A 6-9 forward from East Orange, NJ, Supreme Cook played high school basketball at St. Benedict's HS in newark and a prep year at the Peddie School. He originally committed to Columbia in the summer of 2019 before signing with Fairfield, where he averaged 10 points and 7.5 rebounds in three seasons with the Stags and collected a pair of 17 point, 17 rebound efforts in two games this past season. Cook was a third team all MAAC selection in 2022-23 and ranked 14th on a list of players still available once the transfer portal closed to new entrants.

While Cook has two years of eligibility remaining, he will be a senior academically and may be an option to graduate on time in 2024, reopening the scholarship for the 2024 recruiting class, which has been a priority class for the Hoyas to date.

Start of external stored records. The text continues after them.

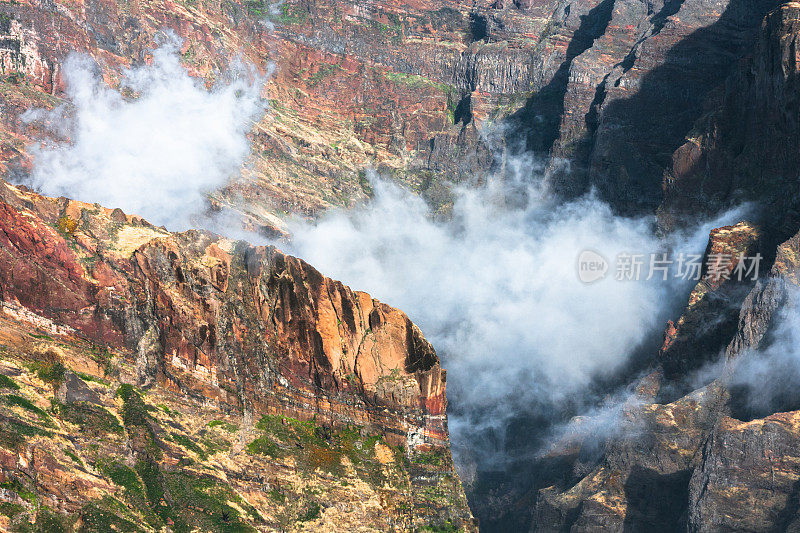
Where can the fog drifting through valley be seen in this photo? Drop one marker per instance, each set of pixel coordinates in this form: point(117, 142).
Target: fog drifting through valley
point(157, 155)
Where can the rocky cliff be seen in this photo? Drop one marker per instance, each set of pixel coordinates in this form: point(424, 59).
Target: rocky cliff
point(152, 379)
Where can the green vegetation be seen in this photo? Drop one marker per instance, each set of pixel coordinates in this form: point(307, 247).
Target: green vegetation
point(67, 226)
point(104, 516)
point(311, 512)
point(415, 81)
point(16, 486)
point(315, 446)
point(14, 400)
point(287, 13)
point(74, 457)
point(435, 457)
point(138, 421)
point(197, 503)
point(323, 72)
point(49, 369)
point(226, 426)
point(446, 527)
point(11, 509)
point(88, 377)
point(47, 521)
point(13, 433)
point(190, 445)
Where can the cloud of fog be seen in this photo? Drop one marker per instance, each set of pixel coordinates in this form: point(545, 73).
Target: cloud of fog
point(496, 288)
point(157, 154)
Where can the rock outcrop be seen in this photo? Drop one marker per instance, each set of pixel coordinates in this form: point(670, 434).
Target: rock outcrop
point(184, 380)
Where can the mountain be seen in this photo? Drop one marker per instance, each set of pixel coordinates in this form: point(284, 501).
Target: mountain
point(206, 356)
point(152, 379)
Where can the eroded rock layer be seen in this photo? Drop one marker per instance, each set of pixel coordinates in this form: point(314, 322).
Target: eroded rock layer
point(153, 379)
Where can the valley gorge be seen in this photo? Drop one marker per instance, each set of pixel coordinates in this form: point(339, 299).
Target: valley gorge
point(160, 378)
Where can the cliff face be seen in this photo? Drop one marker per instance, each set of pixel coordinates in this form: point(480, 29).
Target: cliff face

For perhaps the first time, a pair of Georgetown alumni will meet each other in the NBA Finals: its oldest NBA player, and its youngest.

When Jeff Green made his NBA debut with the Seattle Supersonics in 2007, Omer Yurtseven was nine years old. Green is now 36, on his 12th NBA team, averaging 7.8 points per game off the bench for the Denver Nuggets. Across the floor Thursday night will stand Yurtseven, 25, undrafted after graduating from the Hilltop in 2020 and in his second season as a deep reserve for the Miami Heat.

"I'm not one to reflect on a season before it's over, so I'll keep this short and sweet. But this is a special moment, for Denver, for the Nuggets organization, for my teammates, and, yeah, I won't lie, for myself," Green said at a first person articvle in The Players Tribune. "It's a very cool feeling to be in this spot, especially with my path to get here. 16 years. 15 seasons. 1,000 plus games. 11 teams. (I count Seattle and OKC as one stop!) Some people, I know they probably look at 11 teams and see the negative. They see a journeyman, or whatever word you want to use. But for me I see the positive in that word: I see the journey I've had, and the perspective I've gained. I'm grateful for everywhere my NBA career has taken me. I'm proud it's still going.

One of the two players will become just the fifth former Georgetown player to have won an NBA championship, joining Billy Hassett of the 1949-50 Lakers, Jaren Jackson of the 1998-99 Spurs, Alonzo Mourning in 2005-06 with the Heat and Otto Porter from last season's champions, the Golden State Warriors.


An unexpected commitment arrived over the weekend, with a 6-1 guard from Kuwait announcing he will walk on to the Georgetown team next fall.

Hashem Asad, a 6-1 guard from the American School on Kuwait City, announced a commitment Saturday on social media. Asad played in the Kuwait national prep team, averaging 8.7 points in the Asian U16 tournament, but high school sports do not exist in that country and so a comparison to other recruits is difficult.